Der Junge lachte, wobei der Ohrring erzitterte. »Kira, das ist nicht alles. Hana will, dass ich ihr Nachfolger werde. Sie sagt, ich sei schlau genug dafür.«

»Ich finde auch, dass du schlau bist«, strahlte Kira. »Wenn du noch Zeit hast, darfst du gerne auch mein Nachfolger werden.«

Aaron lächelte gequält. Er schwankte unruhig von einem Bein zum anderen. »Ich versuche, dir etwas zu sagen.«

Sie legte den Kopf schief und sah ihn verständnislos an.

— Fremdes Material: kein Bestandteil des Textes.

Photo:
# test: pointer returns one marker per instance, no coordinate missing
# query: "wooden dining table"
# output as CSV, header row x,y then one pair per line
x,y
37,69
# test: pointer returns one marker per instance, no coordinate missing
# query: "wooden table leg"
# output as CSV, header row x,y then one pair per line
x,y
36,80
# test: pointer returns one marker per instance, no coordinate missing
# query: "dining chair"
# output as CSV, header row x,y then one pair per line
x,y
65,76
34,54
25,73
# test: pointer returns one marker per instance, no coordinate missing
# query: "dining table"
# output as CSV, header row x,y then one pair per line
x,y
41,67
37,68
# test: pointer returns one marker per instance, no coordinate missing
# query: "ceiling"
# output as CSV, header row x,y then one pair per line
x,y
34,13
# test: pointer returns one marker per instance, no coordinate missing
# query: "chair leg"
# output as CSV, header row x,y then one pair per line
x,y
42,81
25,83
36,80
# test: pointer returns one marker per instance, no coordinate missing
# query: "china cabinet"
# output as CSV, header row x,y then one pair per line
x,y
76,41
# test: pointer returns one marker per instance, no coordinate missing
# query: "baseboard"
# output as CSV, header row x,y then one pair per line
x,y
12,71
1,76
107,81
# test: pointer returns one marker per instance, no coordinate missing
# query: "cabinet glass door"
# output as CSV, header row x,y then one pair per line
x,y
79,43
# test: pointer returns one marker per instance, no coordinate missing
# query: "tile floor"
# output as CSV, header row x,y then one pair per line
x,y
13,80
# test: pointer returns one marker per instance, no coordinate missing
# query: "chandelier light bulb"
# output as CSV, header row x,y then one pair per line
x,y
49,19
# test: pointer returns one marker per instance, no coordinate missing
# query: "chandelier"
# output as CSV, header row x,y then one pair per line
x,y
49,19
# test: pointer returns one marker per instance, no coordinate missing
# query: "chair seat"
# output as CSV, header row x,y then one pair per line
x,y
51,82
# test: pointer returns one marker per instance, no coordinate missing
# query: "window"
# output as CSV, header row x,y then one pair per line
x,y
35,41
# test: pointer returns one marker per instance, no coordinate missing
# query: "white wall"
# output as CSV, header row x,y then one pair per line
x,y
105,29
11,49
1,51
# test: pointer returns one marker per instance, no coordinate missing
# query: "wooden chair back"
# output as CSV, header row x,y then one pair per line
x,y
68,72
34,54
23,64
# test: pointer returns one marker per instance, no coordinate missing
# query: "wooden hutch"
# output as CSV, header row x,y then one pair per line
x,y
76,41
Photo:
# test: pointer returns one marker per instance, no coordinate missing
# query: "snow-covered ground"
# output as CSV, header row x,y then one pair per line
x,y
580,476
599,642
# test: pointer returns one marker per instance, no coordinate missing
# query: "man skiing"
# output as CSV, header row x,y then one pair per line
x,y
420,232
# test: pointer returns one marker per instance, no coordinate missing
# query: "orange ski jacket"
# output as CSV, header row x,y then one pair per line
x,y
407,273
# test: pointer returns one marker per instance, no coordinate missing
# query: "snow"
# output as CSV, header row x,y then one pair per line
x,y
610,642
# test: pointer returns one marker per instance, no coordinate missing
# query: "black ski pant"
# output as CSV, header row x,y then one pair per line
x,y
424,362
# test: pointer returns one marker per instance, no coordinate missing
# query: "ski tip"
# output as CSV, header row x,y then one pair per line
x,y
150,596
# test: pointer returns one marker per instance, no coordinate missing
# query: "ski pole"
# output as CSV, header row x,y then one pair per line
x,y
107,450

»Wir werden uns ab sofort nicht mehr sehen. Heute ist der letzte Abend vor Unterrichtsbeginn. Hana sagt, ich solle ihr Haus nicht mehr verlassen, bis sie mich für reif genug hält oder … oder so ähnlich. Sie will nicht, dass Elliott ihr reinpfuscht. Wenn du verstehst, was ich meine.«

Doch Kira verstand nur eines. Unablässig schüttelte sie den Kopf. »Wir dürfen uns nicht mehr sehen? Nie wieder?!« Sie wich zurück, ihre Lippen bebten.

»Für eine lange Zeit, fürchte ich«, gestand Aaron. »Ich kann versuchen, abzuhauen. Heute Nacht hat es ja auch geklappt.« Er schenkte ihr ein aufmunterndes Lächeln, doch Kira erwiderte es nicht.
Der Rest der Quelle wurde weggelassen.